Experts are not certain exactly how Julia developed her condition, which lay dormant until she was 28. With most sufferers, there is a clear genetic route but in Julia's case the connection is not clear.
"It came on quite suddenly in May 1998. I just didn't have the energy I used to have," she recalls. "I used to do hill walking in Snowdonia but I found I just couldn't do it any more. What brought it home to me was when I went for a walk with friends, forgot my car keys and when I tried to run back found that I couldn't."
She tried to ignore her illness and carry on but felt "sick and exhausted".

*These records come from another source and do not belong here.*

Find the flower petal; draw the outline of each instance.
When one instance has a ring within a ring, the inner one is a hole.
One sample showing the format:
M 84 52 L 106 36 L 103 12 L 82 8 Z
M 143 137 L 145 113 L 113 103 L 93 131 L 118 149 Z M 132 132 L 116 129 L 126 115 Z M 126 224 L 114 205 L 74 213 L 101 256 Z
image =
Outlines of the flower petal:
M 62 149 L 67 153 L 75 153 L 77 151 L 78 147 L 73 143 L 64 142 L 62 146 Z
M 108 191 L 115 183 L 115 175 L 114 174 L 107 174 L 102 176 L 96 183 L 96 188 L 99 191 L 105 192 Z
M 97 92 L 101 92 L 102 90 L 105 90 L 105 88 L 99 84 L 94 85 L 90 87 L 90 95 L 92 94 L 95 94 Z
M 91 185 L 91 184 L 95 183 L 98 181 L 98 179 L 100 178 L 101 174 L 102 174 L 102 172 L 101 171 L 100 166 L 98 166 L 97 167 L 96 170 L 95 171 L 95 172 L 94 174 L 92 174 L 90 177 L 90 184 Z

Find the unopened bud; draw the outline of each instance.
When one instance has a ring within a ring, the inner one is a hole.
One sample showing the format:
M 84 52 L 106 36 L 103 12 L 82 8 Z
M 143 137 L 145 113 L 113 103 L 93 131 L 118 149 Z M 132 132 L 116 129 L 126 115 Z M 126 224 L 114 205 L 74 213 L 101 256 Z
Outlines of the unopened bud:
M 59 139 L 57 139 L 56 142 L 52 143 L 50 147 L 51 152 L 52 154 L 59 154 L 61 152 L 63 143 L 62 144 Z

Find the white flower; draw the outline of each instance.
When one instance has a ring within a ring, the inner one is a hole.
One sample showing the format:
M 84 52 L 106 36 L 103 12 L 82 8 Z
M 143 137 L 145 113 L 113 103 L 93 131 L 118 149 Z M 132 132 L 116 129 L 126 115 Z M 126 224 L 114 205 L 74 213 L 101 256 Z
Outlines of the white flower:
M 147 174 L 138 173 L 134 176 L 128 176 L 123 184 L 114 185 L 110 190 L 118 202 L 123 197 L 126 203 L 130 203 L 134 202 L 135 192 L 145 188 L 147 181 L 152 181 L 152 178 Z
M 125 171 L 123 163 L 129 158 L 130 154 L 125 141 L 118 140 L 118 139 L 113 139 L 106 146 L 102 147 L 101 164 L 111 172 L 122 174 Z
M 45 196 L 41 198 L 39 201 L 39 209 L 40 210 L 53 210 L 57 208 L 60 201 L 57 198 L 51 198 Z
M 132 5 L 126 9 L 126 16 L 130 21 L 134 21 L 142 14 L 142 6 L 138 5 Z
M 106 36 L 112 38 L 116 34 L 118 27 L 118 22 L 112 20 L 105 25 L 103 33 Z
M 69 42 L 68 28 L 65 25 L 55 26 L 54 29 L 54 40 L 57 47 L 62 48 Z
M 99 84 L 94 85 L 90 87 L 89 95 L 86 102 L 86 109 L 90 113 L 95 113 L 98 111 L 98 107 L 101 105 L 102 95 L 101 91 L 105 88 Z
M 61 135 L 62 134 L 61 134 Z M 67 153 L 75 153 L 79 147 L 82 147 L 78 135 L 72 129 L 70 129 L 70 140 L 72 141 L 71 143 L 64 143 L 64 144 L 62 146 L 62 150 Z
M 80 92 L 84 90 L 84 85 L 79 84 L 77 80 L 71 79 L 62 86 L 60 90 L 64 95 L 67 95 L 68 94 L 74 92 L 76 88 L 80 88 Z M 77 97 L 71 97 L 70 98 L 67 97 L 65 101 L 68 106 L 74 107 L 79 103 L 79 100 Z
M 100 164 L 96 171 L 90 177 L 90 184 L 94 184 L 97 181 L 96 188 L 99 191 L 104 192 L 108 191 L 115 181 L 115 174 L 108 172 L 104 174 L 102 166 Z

At first, doctors thought it might be multiple sclerosis (MS) or even myalgic encephalomyelitis (ME). It took two years of exhausting tests and a very unpleasant muscle biopsy before doctors told her the grim news.
As far as Julia knows, no-one else in her family has had the condition and doctors cannot trace back the 'bad' mitochondria that she carries. "Apparently I am in a significant minority in that respect," says Julia, who has been told that the risks of passing on her condition to the next generation are probably quite low.
"If it works out, this research will be great news for those who have an identifiable genetic cause for their condition because it will prevent them passing it on."
The Newcastle research is being funded with £167,000 over three years from the Muscular Dystrophy Campaign (MDC), which also represents people with mitochondrial conditions.
Last week, David Harrison, head of research at the MDC said: "The innovative approach being tested by Professor Turnbull may lead to a treatment for a group of conditions that dramatically affect quality and length of life."
But those who take a fundamentalist religious view of such work are deeply uneasy.
Josephine Quantaville from the campaign group Comment on Reproductive Ethics said: "This shows once again that the HFEA does not have any regard for public consultation and the views of the public. It is undesirable to create children in this way. It will shock the world. it is playing around with early human life."
But Prof Turnbull, in one of his few interviews with the media, told the BBC the team did not intend radically to alter an embryo's DNA.
"We are simply changing the energy source," he was reported as saying.
For Julia, who has been a patient of Prof Turnbull for more than four years, the research represents hope for future.
"This condition is the biggest thing in my life. Nothing can be done to cure me but it might help future generations of children."